Fantastic GPT-40 but...where are the docs?

The first thing is that this model uses a different token encoder. If you were counting, you’ll have to grab tiktoken released 15 minutes ago.

MODEL_PREFIX_TO_ENCODING: dict[str, str] = {
    # chat
    "gpt-4o-": "o200k_base",  # e.g., gpt-4o-2024-05-13
    "gpt-4-": "cl100k_base",  # e.g., gpt-4-0314, etc., plus gpt-4-32k

Found that max_tokens and usage of 256 is counted at 258-268 by cl100k-base of my script, a hair more efficient on English:

However 512 gpt-4o tokens of Japanese is 702 tokens of cl100k (GPT-4) output.

Day 0 speed (110tps is about where gpt-3.5-turbo-instruct maxed out hours after release)

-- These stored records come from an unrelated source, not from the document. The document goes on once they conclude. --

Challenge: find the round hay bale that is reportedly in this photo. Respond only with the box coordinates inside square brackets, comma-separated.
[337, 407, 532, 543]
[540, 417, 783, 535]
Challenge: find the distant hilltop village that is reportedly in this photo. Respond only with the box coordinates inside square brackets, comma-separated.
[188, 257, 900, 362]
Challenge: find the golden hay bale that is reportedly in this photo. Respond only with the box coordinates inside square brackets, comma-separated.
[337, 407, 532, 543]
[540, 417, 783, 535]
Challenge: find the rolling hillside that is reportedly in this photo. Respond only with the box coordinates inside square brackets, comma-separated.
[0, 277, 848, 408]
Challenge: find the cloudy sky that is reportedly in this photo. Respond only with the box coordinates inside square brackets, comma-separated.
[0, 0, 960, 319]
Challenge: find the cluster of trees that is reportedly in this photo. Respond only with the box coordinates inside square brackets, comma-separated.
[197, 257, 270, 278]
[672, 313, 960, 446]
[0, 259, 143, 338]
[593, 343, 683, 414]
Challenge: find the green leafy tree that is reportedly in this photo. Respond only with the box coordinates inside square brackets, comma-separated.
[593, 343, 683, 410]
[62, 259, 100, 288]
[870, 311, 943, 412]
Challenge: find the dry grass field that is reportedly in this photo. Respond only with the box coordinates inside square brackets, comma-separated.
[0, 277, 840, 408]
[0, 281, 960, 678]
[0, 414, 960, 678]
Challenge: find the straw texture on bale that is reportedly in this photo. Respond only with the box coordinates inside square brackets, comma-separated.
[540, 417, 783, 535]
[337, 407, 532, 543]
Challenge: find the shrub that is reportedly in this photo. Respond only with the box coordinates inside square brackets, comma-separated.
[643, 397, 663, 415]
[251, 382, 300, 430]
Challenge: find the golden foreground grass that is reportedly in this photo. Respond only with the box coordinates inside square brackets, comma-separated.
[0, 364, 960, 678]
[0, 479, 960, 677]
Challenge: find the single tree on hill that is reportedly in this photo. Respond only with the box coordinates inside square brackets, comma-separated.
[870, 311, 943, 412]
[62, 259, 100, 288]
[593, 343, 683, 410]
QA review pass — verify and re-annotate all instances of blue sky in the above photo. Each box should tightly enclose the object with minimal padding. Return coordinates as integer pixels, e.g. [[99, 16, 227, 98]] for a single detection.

For 3 trials of gpt-4-0125-preview @ 2024-05-13 11:03AM:

Stat Minimum Maximum Average
stream rate Min: 24.4 Max: 31.8 Avg: 27.267
latency (s) Min: 0.78 Max: 1.103 Avg: 0.900
total response (s) Min: 8.848 Max: 11.2203 Avg: 10.373
total rate Min: 22.816 Max: 28.933 Avg: 24.972
response tokens Min: 256 Max: 256 Avg: 256.000

For 3 trials of gpt-4o @ 2024-05-13 11:03AM:

Stat Minimum Maximum Average
stream rate Min: 107.6 Max: 112.9 Avg: 110.200
latency (s) Min: 0.3701 Max: 0.525 Avg: 0.434
total response (s) Min: 2.6818 Max: 2.8598 Avg: 2.773
total rate Min: 90.216 Max: 96.204 Avg: 93.342
response tokens Min: 258 Max: 260 Avg: 258.667

The response is in about 5% less streaming chunks.